Le mani dei Casalesi sono arrivate fino a Chiaiano. Al termine di una lunga serie di indagini, iniziate nel 2008 e proseguite nel 2010, i carabinieri del Reparto Operativo del Comando Provinciale di Caserta hanno emesso 17 ordinanze di custodia cautelare, 8 in carcere e 9 arresti domiciliari nei confronti di imprenditori e pubblici funzionari che avrebbero consentito ai Casalesi di utilizzare i lavori nella discarica di Chiaiano come specchietto per le allodole dei loro illeciti.
Grazie a false attestazioni redatte da funzionari pubblici corrotti, infatti, i Casalesi avrebbero proseguito all’interno della discarica lavori non autorizzati, conseguendone profitti illeciti. Le due società nel mirino sono la Ibi drobioimpianti spa e la Edilcar, entrambe riconducibili ad alcuni degli indagati. In particolare tra gli arrestati spunta il nome dell’imprenditore Giuseppe Carandente Tartaglia, legato a vari clan camorristici e in particolare alla fazione Zagaria dei Casalesi comandata da Pasquale e Michele Zagaria, il boss arrestato nel dicembre 2011.
L’illecito sarebbe stato possibile grazie alla “copertura” della Fibe – Fisia, l’associazione temporanea di imprese che durante l’emergenza rifiuti in Campania si aggiudicò l’appalto per la costruzione di 7 impianti di produzione di combustibile derivato dai rifiuti, di 2 inceneritori e di diverse discariche nella Regione Campania: la Fibe infatti avrebbe subappaltato molti dei suoi incarichi alla “collusa” Ibi Idroimpianti di Carandente, tra cui in particolare 63 contratti per il trasporto e il movimento a terra dei rifiuti. Così l’imprenditore legato agli Zagaria riusciva a sottrarre una parte delle risorse destinate ai lavori presi in consegna dalla Fibe per utilizzarle nei traffici illeciti dei Casalesi.
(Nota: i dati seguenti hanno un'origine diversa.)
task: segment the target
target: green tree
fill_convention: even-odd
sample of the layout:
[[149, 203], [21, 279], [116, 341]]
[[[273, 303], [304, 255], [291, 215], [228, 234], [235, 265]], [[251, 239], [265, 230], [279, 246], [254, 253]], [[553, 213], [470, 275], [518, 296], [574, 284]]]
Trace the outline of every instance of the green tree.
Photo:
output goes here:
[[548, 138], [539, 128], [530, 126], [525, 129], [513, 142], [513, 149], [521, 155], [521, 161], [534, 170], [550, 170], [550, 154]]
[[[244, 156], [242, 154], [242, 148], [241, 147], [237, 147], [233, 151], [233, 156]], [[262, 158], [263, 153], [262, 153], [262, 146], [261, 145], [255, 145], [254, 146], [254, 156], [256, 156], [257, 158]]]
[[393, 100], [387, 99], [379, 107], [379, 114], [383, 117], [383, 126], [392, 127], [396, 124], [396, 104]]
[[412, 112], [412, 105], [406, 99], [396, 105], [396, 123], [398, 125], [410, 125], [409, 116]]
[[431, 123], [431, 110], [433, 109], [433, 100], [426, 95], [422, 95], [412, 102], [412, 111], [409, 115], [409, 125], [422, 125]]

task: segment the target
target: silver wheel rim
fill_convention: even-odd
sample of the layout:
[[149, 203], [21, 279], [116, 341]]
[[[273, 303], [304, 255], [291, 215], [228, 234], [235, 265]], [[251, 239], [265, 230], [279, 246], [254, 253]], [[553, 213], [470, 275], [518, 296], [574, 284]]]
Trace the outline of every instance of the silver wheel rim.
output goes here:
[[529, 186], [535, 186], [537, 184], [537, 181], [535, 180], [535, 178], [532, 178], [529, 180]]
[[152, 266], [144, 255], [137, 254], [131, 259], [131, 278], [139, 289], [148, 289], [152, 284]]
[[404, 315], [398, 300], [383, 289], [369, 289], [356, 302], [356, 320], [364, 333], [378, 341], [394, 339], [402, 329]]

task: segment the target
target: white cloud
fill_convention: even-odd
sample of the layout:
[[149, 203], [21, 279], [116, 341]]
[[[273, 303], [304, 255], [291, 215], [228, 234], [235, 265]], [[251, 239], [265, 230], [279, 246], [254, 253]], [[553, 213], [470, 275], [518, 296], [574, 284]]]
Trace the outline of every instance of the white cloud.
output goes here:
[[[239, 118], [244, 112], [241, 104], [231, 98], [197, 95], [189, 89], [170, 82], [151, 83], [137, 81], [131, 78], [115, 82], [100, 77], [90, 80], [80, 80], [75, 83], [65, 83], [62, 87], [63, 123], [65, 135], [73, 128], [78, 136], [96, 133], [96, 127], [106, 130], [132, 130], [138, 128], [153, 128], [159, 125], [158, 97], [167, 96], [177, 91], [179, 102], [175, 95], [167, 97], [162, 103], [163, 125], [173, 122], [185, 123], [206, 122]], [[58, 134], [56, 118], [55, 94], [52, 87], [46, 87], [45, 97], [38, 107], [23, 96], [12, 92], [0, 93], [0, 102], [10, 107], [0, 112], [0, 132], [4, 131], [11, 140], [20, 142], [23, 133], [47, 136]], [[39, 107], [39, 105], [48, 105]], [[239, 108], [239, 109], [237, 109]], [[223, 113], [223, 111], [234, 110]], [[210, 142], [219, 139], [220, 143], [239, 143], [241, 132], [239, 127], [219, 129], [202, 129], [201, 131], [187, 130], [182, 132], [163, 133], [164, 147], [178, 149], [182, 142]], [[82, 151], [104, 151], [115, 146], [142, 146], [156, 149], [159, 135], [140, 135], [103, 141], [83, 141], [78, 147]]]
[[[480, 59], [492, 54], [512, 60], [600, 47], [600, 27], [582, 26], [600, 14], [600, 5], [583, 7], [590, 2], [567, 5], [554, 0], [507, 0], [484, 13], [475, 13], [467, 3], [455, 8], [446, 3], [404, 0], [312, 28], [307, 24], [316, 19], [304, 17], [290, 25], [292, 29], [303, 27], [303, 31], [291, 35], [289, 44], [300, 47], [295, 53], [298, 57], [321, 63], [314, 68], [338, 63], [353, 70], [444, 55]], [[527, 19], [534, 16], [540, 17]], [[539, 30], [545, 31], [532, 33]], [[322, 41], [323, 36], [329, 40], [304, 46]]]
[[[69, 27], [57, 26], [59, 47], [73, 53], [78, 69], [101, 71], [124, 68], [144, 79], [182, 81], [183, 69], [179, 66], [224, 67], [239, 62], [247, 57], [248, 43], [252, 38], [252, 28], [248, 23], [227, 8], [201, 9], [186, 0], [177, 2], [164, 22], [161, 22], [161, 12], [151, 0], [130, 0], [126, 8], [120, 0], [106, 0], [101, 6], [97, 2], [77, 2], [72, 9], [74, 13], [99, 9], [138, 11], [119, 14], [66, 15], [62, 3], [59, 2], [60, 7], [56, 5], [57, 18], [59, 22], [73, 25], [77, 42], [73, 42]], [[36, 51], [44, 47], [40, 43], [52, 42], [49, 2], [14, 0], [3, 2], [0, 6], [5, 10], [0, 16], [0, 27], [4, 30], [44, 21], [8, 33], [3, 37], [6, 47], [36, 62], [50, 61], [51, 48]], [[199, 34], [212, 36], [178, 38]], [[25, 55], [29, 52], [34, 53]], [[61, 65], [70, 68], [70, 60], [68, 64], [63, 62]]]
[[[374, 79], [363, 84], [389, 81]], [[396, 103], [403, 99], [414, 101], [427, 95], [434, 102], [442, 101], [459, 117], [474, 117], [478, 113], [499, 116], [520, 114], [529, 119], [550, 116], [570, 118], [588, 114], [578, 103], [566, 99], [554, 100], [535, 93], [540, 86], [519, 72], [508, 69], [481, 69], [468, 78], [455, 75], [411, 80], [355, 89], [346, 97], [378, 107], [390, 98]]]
Questo legame avrebbe consentito agli Zagaria di entrare a pieno titolo nelle attività imprenditoriali del settore, facendo di Carandente il longa manus, la propria interfaccia nei confronti della pubblica amministrazione.
Non cala quindi l’interesse della camorra nei confronti di un settore che si conferma nuovamente come il più redditizio: quello del traffico dei rifiuti. Ce n’è quanto basta per riaccendere la polemica su una discarica, quella di Chiaiano, la cui costruzione fu all’epoca fortemente osteggiata dai cittadini, che alla fine riuscirono ad ottenerne la chiusura anticipata, nel 2011, che diede avvio alle prime indagini. Non soltanto perché la discarica di Cava del Poligono si trovava in un’area densamente abitata e a ridosso della zona ospedaliera, ma anche perché era forte in molti il sospetto che la camorra potesse mettere le mani anche lì, perseguendo i propri interessi a danno della salute dei cittadini e in violazione alla normativa ambientale. Come difatti è accaduto: i carabinieri di Caserta infatti hanno accertato anche la presenza di irregolarità nei lavori per la realizzazione dell’invaso, che sono stati effettuati in difformità con il progetto approvato, utilizzando tecniche di impermeabilizzazione non conformi alle normative standard e materiale non idoneo allo scopo, come materiale di risulta proveniente dai cantieri edilizi e fatto passare per terreno. Così, i Casalesi si assicuravano un doppio guadagno: da un lato risparmiando sull’acquisto dei materiali adatti al modellamento della discarica, dall’altra “riciclando” rifiuti speciali non pericolosi che avrebbero dovuto essere smaltiti e venivano invece reimpiegati nei lavori di costruzione della discarica, rendendo concreto il rischio di avvelenamento della falda acquifera sottostante e rappresentando quindi un pericolo per le 250mila persone che vivono a Chiaiano. Un verdetto che dà ragione a tutti quei cittadini che in 4 anni di proteste non si sono mai arresi, continuando a lottare per tutelare le loro vite.